융합 조건: 두 루프 사이에 의존성 방향이 역전되지 않아야 합니다.

3.4 루프 분열 (Loop Fission/Distribution)

하나의 루프를 여러 루프로 나눕니다.

// 원본
for (i = 0; i < n; i++) {
    a[i] = b[i] + 1;        // 독립적 부분 1
    c[i] = c[i-1] + a[i];   // 의존적 부분 2
}

// 분열 후
for (i = 0; i < n; i++)
    a[i] = b[i] + 1;        // 병렬화 가능!

for (i = 0; i < n; i++)
    c[i] = c[i-1] + a[i];   // 순차 실행 필요

분열의 장점:

병렬화 가능한 부분만 분리하여 병렬 실행
각 루프의 작업 집합(working set)이 작아져 캐시 효율 향상

4. 아핀 변환 이론 기초

4.1 아핀 변환이란

루프의 반복 공간을 선형 변환하여 병렬성과 지역성을 동시에 최적화하는 통합 프레임워크입니다.

// 원본 반복 공간: (i, j)
for (i = 0; i < n; i++)
    for (j = 0; j < m; j++)
        S: a[i][j] = ...

// 아핀 변환: 새로운 반복 변수 (p, q) = T * (i, j)
// 예: (p, q) = (i+j, j) -> 기울어진 반복 공간

4.2 기울이기 변환 (Skewing)

의존성 방향을 변경하여 병렬성을 노출합니다.

// 원본: 의존 벡터 (0,1)과 (1,0) -> 두 차원 모두 순차적
for (i = 0; i < n; i++)
    for (j = 0; j < n; j++)
        a[i][j] = (a[i-1][j] + a[i][j-1]) / 2;

// 기울이기: p = i + j, q = j
// 변환 후 같은 p 값을 가진 반복들은 병렬 실행 가능

// 변환 후 의존 벡터: (1,1), (1,0) -> p(외부 루프)는 순차, q(내부 루프)는 병렬 가능

4.3 다면체 모델 (Polyhedral Model)

아핀 변환을 일반화한 프레임워크로, 현대 자동 병렬화 컴파일러(Polly, Pluto)에서 사용됩니다.

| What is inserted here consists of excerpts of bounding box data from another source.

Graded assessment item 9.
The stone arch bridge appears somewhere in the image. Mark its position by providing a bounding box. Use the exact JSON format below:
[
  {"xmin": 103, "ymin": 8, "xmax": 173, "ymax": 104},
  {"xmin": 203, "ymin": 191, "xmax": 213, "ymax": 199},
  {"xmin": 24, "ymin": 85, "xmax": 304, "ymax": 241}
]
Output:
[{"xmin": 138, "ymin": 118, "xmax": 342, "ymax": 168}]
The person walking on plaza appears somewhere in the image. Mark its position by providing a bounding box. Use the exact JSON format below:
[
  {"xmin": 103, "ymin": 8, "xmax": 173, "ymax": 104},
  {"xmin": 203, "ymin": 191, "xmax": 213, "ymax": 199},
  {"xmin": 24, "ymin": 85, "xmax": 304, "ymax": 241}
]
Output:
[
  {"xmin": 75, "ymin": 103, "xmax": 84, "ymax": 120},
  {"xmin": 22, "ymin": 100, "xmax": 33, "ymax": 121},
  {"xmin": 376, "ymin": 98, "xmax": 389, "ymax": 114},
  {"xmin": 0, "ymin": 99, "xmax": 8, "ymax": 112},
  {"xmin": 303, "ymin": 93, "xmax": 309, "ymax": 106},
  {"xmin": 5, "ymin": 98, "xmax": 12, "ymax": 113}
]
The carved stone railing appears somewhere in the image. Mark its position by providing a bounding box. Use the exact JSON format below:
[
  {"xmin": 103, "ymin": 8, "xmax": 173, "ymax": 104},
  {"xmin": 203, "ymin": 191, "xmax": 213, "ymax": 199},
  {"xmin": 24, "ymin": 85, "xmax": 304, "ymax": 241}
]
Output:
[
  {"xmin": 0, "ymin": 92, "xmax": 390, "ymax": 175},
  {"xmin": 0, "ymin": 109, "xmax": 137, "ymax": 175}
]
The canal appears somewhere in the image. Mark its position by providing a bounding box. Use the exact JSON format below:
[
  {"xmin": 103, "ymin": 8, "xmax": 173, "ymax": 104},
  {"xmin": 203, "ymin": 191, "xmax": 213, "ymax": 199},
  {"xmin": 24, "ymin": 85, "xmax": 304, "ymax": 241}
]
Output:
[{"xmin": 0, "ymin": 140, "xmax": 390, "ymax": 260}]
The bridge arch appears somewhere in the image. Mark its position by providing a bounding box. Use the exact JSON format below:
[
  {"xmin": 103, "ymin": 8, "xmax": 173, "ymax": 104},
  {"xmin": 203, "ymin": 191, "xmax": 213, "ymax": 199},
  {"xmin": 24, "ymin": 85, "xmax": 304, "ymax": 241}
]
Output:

각 문장의 반복 도메인을 다면체로, 의존성을 아핀 관계로, 스케줄을 아핀 함수로 표현합니다.

// 다면체 표현:
// 문장 S의 반복 도메인: 0 <= i < n, 0 <= j < m
// 이는 2차원 다면체(직사각형)

// 스케줄 함수: theta(i,j) = (i, j)  (원본 순서)
//            또는 theta(i,j) = (i+j, j) (기울이기)
//            또는 theta(i,j) = (j, i)   (교환)

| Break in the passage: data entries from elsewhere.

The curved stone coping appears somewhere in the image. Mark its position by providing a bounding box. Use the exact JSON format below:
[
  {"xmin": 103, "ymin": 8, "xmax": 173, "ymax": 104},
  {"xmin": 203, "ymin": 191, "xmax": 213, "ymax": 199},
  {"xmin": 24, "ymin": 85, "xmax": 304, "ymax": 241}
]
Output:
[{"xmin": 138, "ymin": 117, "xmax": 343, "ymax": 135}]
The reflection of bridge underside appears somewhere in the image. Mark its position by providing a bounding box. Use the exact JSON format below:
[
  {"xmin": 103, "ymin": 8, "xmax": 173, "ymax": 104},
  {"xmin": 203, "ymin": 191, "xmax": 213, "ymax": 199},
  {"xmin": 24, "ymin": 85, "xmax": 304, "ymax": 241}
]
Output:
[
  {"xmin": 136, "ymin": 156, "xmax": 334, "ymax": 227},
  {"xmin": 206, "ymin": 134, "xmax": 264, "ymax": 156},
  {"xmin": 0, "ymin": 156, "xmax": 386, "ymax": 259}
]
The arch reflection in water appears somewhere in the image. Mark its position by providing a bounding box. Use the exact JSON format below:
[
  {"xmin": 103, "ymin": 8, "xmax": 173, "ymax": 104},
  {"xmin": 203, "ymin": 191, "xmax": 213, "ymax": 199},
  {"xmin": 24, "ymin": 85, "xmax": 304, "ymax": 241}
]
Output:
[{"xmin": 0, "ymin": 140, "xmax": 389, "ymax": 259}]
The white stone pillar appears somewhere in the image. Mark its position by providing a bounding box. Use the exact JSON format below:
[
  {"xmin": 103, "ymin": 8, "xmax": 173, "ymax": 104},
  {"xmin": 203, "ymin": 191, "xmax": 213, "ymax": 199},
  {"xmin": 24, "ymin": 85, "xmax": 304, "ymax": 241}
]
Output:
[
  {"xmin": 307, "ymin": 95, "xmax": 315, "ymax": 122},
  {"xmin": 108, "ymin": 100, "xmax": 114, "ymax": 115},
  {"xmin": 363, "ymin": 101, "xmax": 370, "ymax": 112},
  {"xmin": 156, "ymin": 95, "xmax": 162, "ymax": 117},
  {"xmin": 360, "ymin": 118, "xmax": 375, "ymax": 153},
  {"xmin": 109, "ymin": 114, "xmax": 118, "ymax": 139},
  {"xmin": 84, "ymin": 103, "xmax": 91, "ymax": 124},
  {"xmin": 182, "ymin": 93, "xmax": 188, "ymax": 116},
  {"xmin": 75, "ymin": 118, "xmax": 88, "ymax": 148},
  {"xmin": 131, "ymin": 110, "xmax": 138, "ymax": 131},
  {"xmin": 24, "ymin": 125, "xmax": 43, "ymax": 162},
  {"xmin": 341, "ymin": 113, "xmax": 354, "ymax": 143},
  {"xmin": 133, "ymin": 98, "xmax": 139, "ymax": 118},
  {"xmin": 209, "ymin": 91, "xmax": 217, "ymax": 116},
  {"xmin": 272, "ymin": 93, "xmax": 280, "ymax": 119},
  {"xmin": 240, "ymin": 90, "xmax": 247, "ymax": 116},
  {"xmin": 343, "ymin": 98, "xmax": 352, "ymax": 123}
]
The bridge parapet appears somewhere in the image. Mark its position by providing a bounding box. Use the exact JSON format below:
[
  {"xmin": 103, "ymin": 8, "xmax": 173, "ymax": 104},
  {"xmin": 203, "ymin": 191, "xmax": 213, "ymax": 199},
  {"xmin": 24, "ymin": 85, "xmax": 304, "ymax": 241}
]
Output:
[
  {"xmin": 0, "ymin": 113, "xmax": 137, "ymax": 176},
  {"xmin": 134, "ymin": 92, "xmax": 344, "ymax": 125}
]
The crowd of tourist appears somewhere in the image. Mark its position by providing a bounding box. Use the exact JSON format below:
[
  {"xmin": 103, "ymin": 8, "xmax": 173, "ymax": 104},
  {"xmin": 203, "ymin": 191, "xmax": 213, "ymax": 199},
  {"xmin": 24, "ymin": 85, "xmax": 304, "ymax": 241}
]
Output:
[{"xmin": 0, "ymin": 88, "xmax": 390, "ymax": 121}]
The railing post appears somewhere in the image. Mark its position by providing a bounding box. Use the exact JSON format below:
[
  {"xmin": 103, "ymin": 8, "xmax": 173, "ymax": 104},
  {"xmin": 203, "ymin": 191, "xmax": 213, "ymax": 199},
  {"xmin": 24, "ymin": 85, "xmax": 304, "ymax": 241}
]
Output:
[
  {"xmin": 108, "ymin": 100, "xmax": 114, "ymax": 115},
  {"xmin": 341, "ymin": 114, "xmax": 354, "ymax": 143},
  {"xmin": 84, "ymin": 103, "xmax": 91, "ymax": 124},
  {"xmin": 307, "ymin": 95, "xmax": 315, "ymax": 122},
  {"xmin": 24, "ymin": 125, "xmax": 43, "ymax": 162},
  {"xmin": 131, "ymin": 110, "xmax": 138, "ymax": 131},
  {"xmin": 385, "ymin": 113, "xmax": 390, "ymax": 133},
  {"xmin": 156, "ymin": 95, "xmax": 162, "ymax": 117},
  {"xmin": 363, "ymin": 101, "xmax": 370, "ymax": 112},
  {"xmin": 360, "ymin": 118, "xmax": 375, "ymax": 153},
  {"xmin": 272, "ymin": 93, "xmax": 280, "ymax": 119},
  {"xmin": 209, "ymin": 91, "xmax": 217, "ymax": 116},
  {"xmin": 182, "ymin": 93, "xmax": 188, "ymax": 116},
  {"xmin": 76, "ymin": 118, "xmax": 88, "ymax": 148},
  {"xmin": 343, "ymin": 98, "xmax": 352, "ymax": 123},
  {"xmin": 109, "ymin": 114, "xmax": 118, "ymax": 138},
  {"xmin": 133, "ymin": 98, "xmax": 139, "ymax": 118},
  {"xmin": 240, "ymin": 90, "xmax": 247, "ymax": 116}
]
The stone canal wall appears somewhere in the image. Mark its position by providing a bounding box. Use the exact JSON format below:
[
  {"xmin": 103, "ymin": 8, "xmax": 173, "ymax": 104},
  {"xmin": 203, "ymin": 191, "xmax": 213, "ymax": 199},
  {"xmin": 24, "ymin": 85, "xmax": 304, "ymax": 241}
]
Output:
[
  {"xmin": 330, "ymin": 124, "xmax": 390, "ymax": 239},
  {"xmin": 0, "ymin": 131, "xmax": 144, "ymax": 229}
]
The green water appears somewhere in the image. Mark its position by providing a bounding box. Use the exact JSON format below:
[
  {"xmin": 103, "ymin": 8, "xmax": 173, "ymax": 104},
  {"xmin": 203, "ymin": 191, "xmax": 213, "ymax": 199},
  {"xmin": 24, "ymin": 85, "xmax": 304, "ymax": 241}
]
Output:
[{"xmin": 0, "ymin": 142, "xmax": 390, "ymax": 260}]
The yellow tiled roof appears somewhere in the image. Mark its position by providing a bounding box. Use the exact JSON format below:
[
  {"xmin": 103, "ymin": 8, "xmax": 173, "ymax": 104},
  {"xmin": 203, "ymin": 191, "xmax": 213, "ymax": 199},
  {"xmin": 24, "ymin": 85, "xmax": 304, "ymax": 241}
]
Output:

5. 지역성 최적화 (Locality Optimization)

5.1 시간적 지역성 (Temporal Locality)

최근에 접근한 데이터를 곧 다시 접근하는 성질입니다.

// 시간적 지역성이 좋은 코드
for (i = 0; i < n; i++) {
    sum += a[i];  // sum이 매 반복 재사용됨
}

// 시간적 지역성이 나쁜 코드 (타일링으로 개선 가능)
for (i = 0; i < n; i++)
    for (j = 0; j < n; j++)
        b[j] += a[i][j];  // b[j]가 외부 루프에서만 재사용

5.2 공간적 지역성 (Spatial Locality)

인접한 메모리 위치를 연속으로 접근하는 성질입니다.

// 공간적 지역성이 좋은 코드 (행 우선 접근, C 배열 레이아웃과 일치)
for (i = 0; i < n; i++)
    for (j = 0; j < n; j++)
        a[i][j] = 0;      // a[i][0], a[i][1], ... 순서로 접근

// 공간적 지역성이 나쁜 코드 (열 우선 접근)
for (j = 0; j < n; j++)
    for (i = 0; i < n; i++)
        a[i][j] = 0;      // a[0][j], a[1][j], ... 순서로 접근
                           // 매 접근마다 캐시 라인이 다름

5.3 지역성과 루프 변환의 관계

변환	시간적 지역성	공간적 지역성	병렬성
루프 교환	간접적	직접적	가능
루프 타일링	직접적	간접적	간접적
루프 융합	직접적	간접적	가능
루프 분열	간접적	직접적	직접적

5.4 행렬 곱셈의 최적화 효과

// 최적화 없음: O(n^3) 캐시 미스
// 루프 교환: 공간적 지역성 개선
// 타일링 (B x B): O(n^3 / B) 캐시 미스
// 타일링 + 교환: 최적에 가까운 성능

// 실제 성능 차이 (n = 1000, L1 캐시 32KB 기준):
// 최적화 없음:   ~10초
// 루프 교환:     ~5초
// 32x32 타일링:  ~1초
// 성능 차이가 10배에 달할 수 있음!

6. 자동 병렬화의 실제

6.1 DOALL 루프

모든 반복이 독립적인 루프를 DOALL 루프라 합니다.

// DOALL: 완전 병렬화 가능
for (i = 0; i < n; i++)
    a[i] = b[i] + c[i];

// OpenMP로 자동 변환:
// #pragma omp parallel for
// for (i = 0; i < n; i++)
//     a[i] = b[i] + c[i];

6.2 DOACROSS 루프

반복 간에 의존성이 있지만 파이프라인 방식으로 병렬화할 수 있는 루프입니다.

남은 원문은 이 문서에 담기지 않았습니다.